Allergie à l’arachide : différences cliniques et immunologiques chez des patients de 3 régions géographiques différentes. : Andrea Vereda, Marianne van Hage, Staffan Ahlstedt, Maria Dolores Ibañez, Javier Cuesta-Herranz, Jenny van Odijk, Magnus Wickman, Hugh A. Sampson
dans The Journal of Allergy and Clinical Immunology - 19 November 2010 (10.1016/j.jaci.2010.09.010)
– Contexte :
- L’allergie à l’arachide touche des personnes de diverses régions géographiques où les populations ont des habitudes alimentaires différentes et sont exposées à divers pollens de l’environnement.
– Objectifs :
- Nous avons cherché à décrire les caractéristiques cliniques et immunologiques de patients allergiques à l’arachide de 3 pays (Espagne, États-Unis et Suède) au moyen d’un diagnostic moléculaire.
– Méthodes :
- Des patients allergiques à l’arachide de Madrid (Espagne, n = 50), New York (États-Unis, n = 30), Göteborg et Stockholm (Suède, n = 35) ont été sélectionnés. -*Les données cliniques ont été obtenues soit à partir d’un questionnaire spécifique soit à partir des examens des dossiers.
- On a testé les anticorps IgE pour l’extrait d’arachide, les allergènes d’arachide rAra h 1, 2, 3, 8 et 9, ainsi que les allergènes croisants de bouleau (rBet v 1) et de pollen de Graminées (rPhl p 1, 5, 7 et 12).
– Résultats :
- Les patients américains avaient souvent des anticorps IgE pour rAra h 1 à 3 (56,7% à 90,0%) et ont souvent présenté des symptômes sévères.

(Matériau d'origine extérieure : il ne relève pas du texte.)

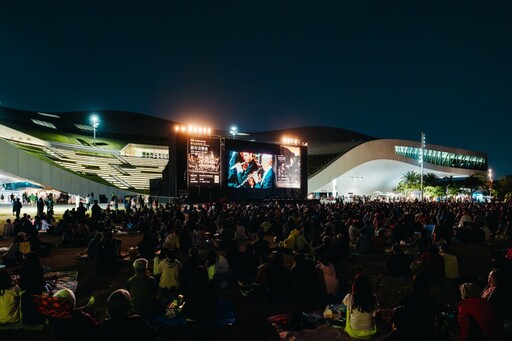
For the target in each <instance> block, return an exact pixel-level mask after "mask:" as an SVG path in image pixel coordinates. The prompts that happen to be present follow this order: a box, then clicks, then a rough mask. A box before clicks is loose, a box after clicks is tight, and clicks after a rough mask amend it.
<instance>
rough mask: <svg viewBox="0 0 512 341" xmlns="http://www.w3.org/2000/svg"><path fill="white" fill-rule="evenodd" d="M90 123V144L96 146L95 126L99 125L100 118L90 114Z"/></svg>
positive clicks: (95, 146) (96, 126) (97, 127)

- Les patients espagnols ont reconnu moins fréquemment ces 3 allergènes recombinants d’arachide (16,0% à 42,0%), étaient plus souvent sensibilisés à rAra h 9, la LTP (60,0%), et étaient généralement allergiques à l’arachide après être devenus allergiques à d’autres aliments d’origine végétale.
- Les patients suédois étaient plus fréquemment positifs pour rAra h 1 à 3 que les patients espagnols (37,1% à 74,3%) et ont enregistré le taux le plus élevé de sensibilisation à rAra h 8, une Bet v 1-like (65,7%), ainsi qu’à rBet v 1 (82,9% ).
- Les patients espagnols et suédois sont devenus allergiques à l’arachide à 2 ans ou plus tard, alors que les enfants américains sont devenus allergiques à environ 1 an.
– Conclusion :
- L’allergie à l’arachide a des profils cliniques et immunologiques différents dans différentes régions du monde.
- Le diagnostic moléculaire pourrait nous aider à mieux comprendre cette entité complexe.